Lutte contre la fraude et l'évasion fiscales: Docteur Juncker et M. Jean-Claude

Lutte contre la fraude et l'évasion fiscales: Docteur Juncker et M. Jean-Claude

Lutte contre la fraude et l’évasion fiscales: Docteur Juncker et M. Jean-Claude

L’une des fonctions premières du Président de la Commission européenne est de veiller au respect des traités européens. Une telle mission devrait logiquement incomber à un homme ou une femme politique ayant fait preuve par le passé d’une attitude irréprochable en matière de respect de la législation européenne.Ce n’est apparemment pas le cas de M. Juncker...

Un nouveau rapport du groupe des Verts européens démontre en effet comment le Luxembourg - à l’époque où son Premier Ministre n’était autre qu’un certain Jean-Claude - a fermé les yeux sur les montages fiscaux imaginés par son industrie financière, pour contourner la directive européenne sur la fiscalité de l'épargne. Adoptée en 2003*, cette directive imposait un échange automatique d’informations entre les États membres sur les revenus de l’épargne privée.
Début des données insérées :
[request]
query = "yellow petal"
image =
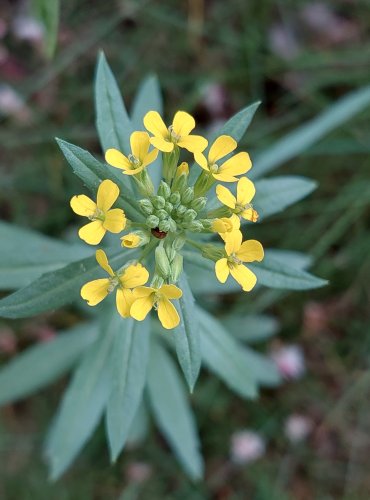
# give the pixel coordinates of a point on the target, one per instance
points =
(171, 291)
(225, 196)
(233, 241)
(193, 143)
(167, 314)
(108, 192)
(243, 276)
(161, 144)
(141, 307)
(150, 157)
(201, 160)
(139, 142)
(250, 251)
(245, 191)
(92, 233)
(236, 165)
(115, 220)
(124, 301)
(222, 270)
(183, 123)
(222, 146)
(102, 260)
(116, 159)
(82, 205)
(95, 291)
(154, 123)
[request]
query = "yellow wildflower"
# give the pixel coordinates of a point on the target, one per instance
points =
(100, 213)
(145, 298)
(237, 253)
(139, 158)
(132, 276)
(240, 204)
(236, 165)
(178, 133)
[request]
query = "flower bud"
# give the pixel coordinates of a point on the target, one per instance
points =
(199, 203)
(135, 239)
(175, 198)
(187, 195)
(176, 267)
(146, 206)
(158, 201)
(164, 190)
(190, 215)
(162, 263)
(152, 221)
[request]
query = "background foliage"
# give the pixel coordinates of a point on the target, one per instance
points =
(274, 53)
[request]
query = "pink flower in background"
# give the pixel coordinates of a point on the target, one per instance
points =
(246, 447)
(297, 427)
(289, 360)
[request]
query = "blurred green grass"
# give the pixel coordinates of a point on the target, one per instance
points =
(191, 45)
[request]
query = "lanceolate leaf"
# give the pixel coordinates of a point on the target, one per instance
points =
(223, 355)
(42, 364)
(129, 363)
(172, 413)
(84, 401)
(55, 289)
(35, 255)
(186, 335)
(92, 172)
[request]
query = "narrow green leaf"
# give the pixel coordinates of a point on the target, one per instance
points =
(224, 356)
(83, 402)
(303, 137)
(35, 255)
(148, 98)
(186, 335)
(112, 121)
(92, 172)
(129, 363)
(275, 194)
(171, 410)
(55, 289)
(42, 364)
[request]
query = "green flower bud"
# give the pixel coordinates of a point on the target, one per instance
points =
(158, 201)
(162, 263)
(152, 221)
(175, 198)
(176, 267)
(164, 190)
(199, 203)
(164, 225)
(190, 215)
(146, 206)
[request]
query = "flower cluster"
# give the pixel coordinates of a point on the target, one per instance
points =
(170, 215)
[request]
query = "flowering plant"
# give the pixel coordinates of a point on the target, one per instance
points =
(169, 229)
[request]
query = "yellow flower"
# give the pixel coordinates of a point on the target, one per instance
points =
(236, 165)
(130, 277)
(237, 253)
(240, 204)
(176, 134)
(139, 158)
(145, 298)
(103, 218)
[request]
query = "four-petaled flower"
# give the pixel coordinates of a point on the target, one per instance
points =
(236, 165)
(124, 281)
(240, 205)
(177, 134)
(145, 298)
(139, 158)
(237, 253)
(102, 217)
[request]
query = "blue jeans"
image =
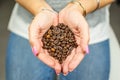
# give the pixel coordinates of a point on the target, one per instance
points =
(21, 64)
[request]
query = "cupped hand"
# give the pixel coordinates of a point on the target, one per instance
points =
(40, 24)
(72, 16)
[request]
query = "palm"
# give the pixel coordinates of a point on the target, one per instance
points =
(72, 17)
(38, 27)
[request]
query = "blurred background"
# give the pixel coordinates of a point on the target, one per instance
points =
(6, 7)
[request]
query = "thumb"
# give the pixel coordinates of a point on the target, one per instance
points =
(84, 40)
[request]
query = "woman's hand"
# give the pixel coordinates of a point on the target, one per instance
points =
(72, 16)
(40, 24)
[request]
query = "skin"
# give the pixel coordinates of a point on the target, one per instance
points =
(71, 15)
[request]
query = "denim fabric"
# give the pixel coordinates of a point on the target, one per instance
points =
(21, 64)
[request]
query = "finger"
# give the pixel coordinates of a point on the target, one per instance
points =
(67, 61)
(60, 18)
(46, 59)
(84, 36)
(76, 59)
(55, 22)
(57, 67)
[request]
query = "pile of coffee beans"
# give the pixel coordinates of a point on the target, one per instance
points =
(59, 41)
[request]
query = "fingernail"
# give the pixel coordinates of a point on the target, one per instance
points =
(34, 50)
(87, 50)
(58, 74)
(65, 74)
(70, 70)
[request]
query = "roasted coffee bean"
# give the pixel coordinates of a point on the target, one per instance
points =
(59, 42)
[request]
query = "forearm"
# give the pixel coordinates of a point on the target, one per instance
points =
(91, 5)
(33, 6)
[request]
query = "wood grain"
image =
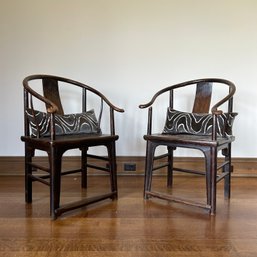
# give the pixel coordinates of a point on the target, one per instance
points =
(130, 226)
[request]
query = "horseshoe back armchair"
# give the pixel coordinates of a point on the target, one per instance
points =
(206, 127)
(55, 132)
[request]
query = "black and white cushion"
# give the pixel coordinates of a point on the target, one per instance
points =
(79, 123)
(197, 123)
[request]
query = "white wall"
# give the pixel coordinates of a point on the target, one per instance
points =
(129, 49)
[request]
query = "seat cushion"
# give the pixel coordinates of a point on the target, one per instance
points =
(78, 123)
(197, 123)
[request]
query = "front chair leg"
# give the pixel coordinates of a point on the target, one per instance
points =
(149, 162)
(29, 153)
(113, 169)
(227, 169)
(84, 167)
(55, 160)
(170, 166)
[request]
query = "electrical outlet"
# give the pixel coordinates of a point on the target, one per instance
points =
(130, 167)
Le but était de s’assurer que les paiements d’intérêts effectués dans un État membre en faveur de résidents d’autres États membres puissent être effectivement imposés conformément à la législation de l’État de résidence.

Soucieux de préserver leur secret bancaire, l’Autriche, la Belgique et le Luxembourg avaient néanmoins obtenu un traitement de faveur : plutôt que de procéder à un échange automatique d’information, ces trois États Membres avaient obtenu le droit d’appliquer un système de retenue à la source sur les revenus des placements effectués chez eux par des non-résidents européens.

À l’époque (nous sommes en juin 2005), Jean-Claude Juncker, pour justifier son intransigeance lors des négociations, avait déclaré ceci au journal Le Monde : "Nous voulons taxer correctement les revenus mais nous ne voulons pas les taxer de façon à ce que l'argent fuie l'Union européenne".
Sauf que, dès 2003, l’industrie luxembourgeoise de l’évasion fiscale s’est employée à exploiter certaines lacunes de la directive pour en contourner le champ d’application. C’est ce que démontre notre étude.

Le montage fiscal utilisé fut le suivant : procéder à la transformation des comptes bancaires privés en comptes bancaires détenus par une société écran enregistrée dans un paradis fiscal (Îles Caïmans, Panama, Jersey ou encore Guernesey entre autres). Grâce au veto du Luxembourg, la directive sur la fiscalité de l'épargne ne s’appliquait en effet qu’aux paiements d’intérêts en faveur de personnes physiques et non à ceux en faveur de personnes morales (telles que les trusts, les fiducies, les fondations et les structures similaires).

A la tête du Luxembourg de 1995 à 2013, il serait difficile à croire que M. Juncker n’ait pas été au courant de ce scandale fiscal. Nous comptons bien lui poser la question ce mardi 30 mai, puisqu’il sera auditionné au Parlement européen dans le cadre de la Commission d’enquête des Panama Papers.

Pour ceux qui veulent lire notre rapport en entier (en anglais), voici le lien :
http://extranet.greens-efa-service.eu/pub…/media/file/1/5183

* Cette directive fut abrogée en 2015, suite au renforcement des mesures visant à lutter contre la fraude fiscale.